Wednesday, June 24, 2009


Baby Mama, Starring Tina Fey, Amy Poehler, and Greg Kinnear, Written and Directed by Michael McCullers, Broadway Video, 2008

(*Note: If you go to the poll that I recently conducted, you will see that Owly won the voting with five votes for Baby Mama's four. Unfortunately, when I started writing the review on Wednesday morning, Baby Mama was tied with Owly at four votes a piece, only I myself voted once for Owly to test the system. Thus, at the time I considered it, Baby Mama actually had one more vote. You are a strange lot of people.)

Writer/director Michael McCullers has done better work. His 2002 screenplay (with idea originator John Ridley) for Undercover Brother is a solid send-up/romp of blaxploitation films of the seventies. Eddie Griffin was smoothly, archly hilarious in the title role and Dave Chappelle brought an unmatched comic insanity to his part as Conspiracy Brother.

Writer/director Michael McCullers has also done worse. His two sequels to the original Austin Powers were proof that a decent refractory period is necessary for older males to keep from delivering something limp.

The problem, I suspect, lies in being a writer for Saturday Night Live.

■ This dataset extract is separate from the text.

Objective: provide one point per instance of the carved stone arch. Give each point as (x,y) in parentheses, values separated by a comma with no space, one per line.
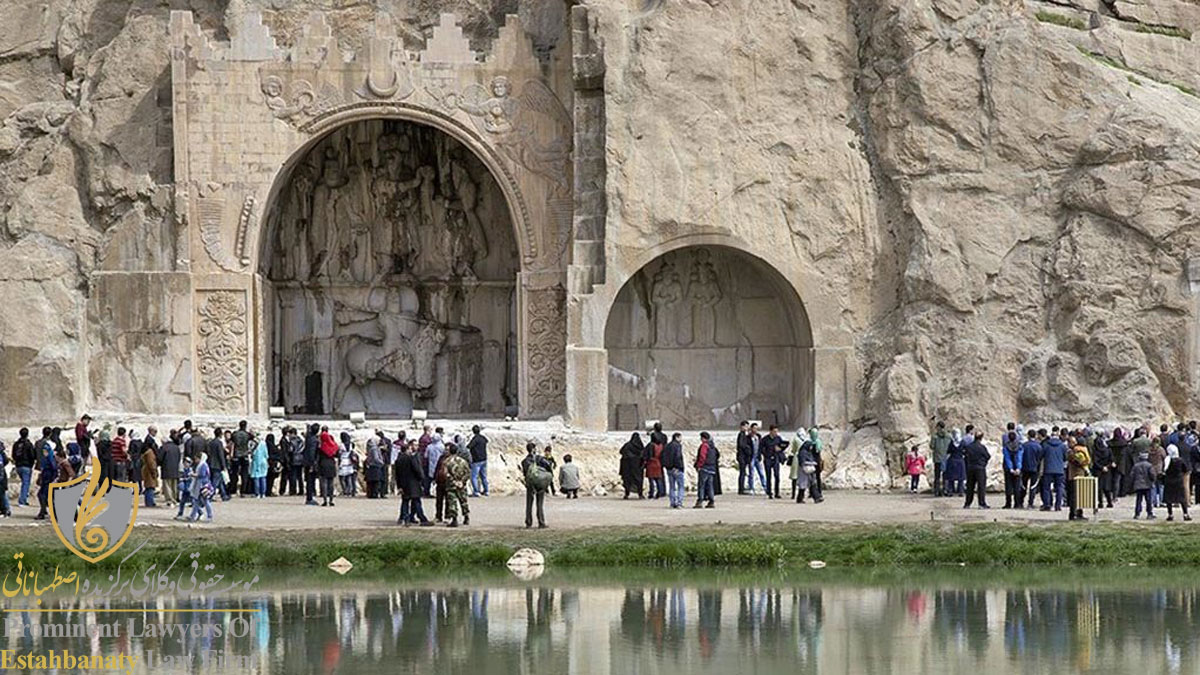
(702,335)
(319,126)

If there is one show with a longer history of erratic delivery I have yet to hear of it. Tuning in, more often than not of late, is an excruciating experience, but every so often they pull something completely out of the hat prompting the inevitable internet buzz that "Saturday Night Live's funny again!"

Lather, rinse, repeat.

The 2008 offering from this poster child for NBC's bipolar comedy empire, Baby Mama, was much less than I'd been expecting. The years Tina Fey helmed SNL's "Weekend Update," I frequently stopped what I was doing at around 12:15 just to watch, then went back to ignoring the show. Fey's ensemble series, 30 Rock, has been a constant, always laugh-out-loud treat with absurdist riffs, razor sharp satire, and a stellar cast (including Alec Baldwin who continues to be amazingly, surprisingly funny and Tracy Morgan whose schtick can get predictable, but when he's given solid lines is untouchable).

That's what I came into the movie expecting.

Instead, what we are given is a by-the-numbers comedy. As was often the case on SNL skits, the routinely unfunny Amy Poehler is the comic foil to Fey. Brought in as the crass, white trash surrogate mom for Fey's overachieving but functionally sterile career woman (a comic pairing mirrored with 30 Rock's Jenna Maroney, Fey's starfucking former star), the two get some mileage out of their clash of personalities. But not much.

Most of the bits prior to Fey's Kate Holbrook committing to having her baby with Poehler's Angie Ostrowiski don't emphasize enough Kate's desperation to have a baby. We find ourselves wondering why such a go-getting business exec would choose such an unpromising person for such a pricey operation as in vitro fertilization. Nor is it clear how such a top dollar organization as the one she applies through would ever greenlight Poehler's clearly idiotic character.

It's said that if you analyze comedy, try to find out why it's funny, you kill it. And a great deal of comedy hinges on unexpectedness or the unlikely scenario. But would it have hurt the writer to hide some of Ostrowiski's idiocy (including her uber-PWT boyfriend, Carl) until later? Then we'd have the shock of the reveal instead of the wondering of why.

So, mismatched-pair/buddy comedy. You can see exactly where everything in this movie is going by the time you've gotten through the first few opening scenes. Fey's Kate works for Jamba Juice, a smoothie company headed by Steve Martin in a ponytail. The easy jokes about sixties era consciousness-raising ex-hippies fall like rain whenever he's on the set. When Kate prowls an urban neighborhood seeking out a location for a new franchise, she happens into a locally owned and operated independent smoothie joint run by Rob Ackerman (Greg Kinnear, who will, for me, always be the Talk Soup guy).

Can you guess what will happen in a comedy when two attractive, similarly aged characters are thrown together as opposites-attract rivals?

Yes, yes, you can. From the moment I recognized Kinnear I knew that no matter what problems Kate had in conceiving, no matter what troubles she has with her surrogate Angie, by film's end not only would Ackerman bed this high-strung corporate filly but he'd knock her up as well.

While Baby Mama has its funny moments and its straining to be touching moments, a few scenes from the film remain lodged nicely in my memory. Most effecting is the scene when Kate and Angie finally have their blow up in Kate's car. "You think you're better than me," Poehler huffs. With a nicely delivered, "I. Know. I'm better than you," Fey makes her character's barely concealed rage all too evident. A film made of such moments would be entertainment in the best possible sense of the world.

Until that comes along, I'm sure you can catch Baby Mama on cable some night soon or at least rent it for free from the library. There's no earthly reason I could give you to actually spend money to see this film, but seen at no cost to you save the time, it offends not, but, alas, it does not illuminate the screen.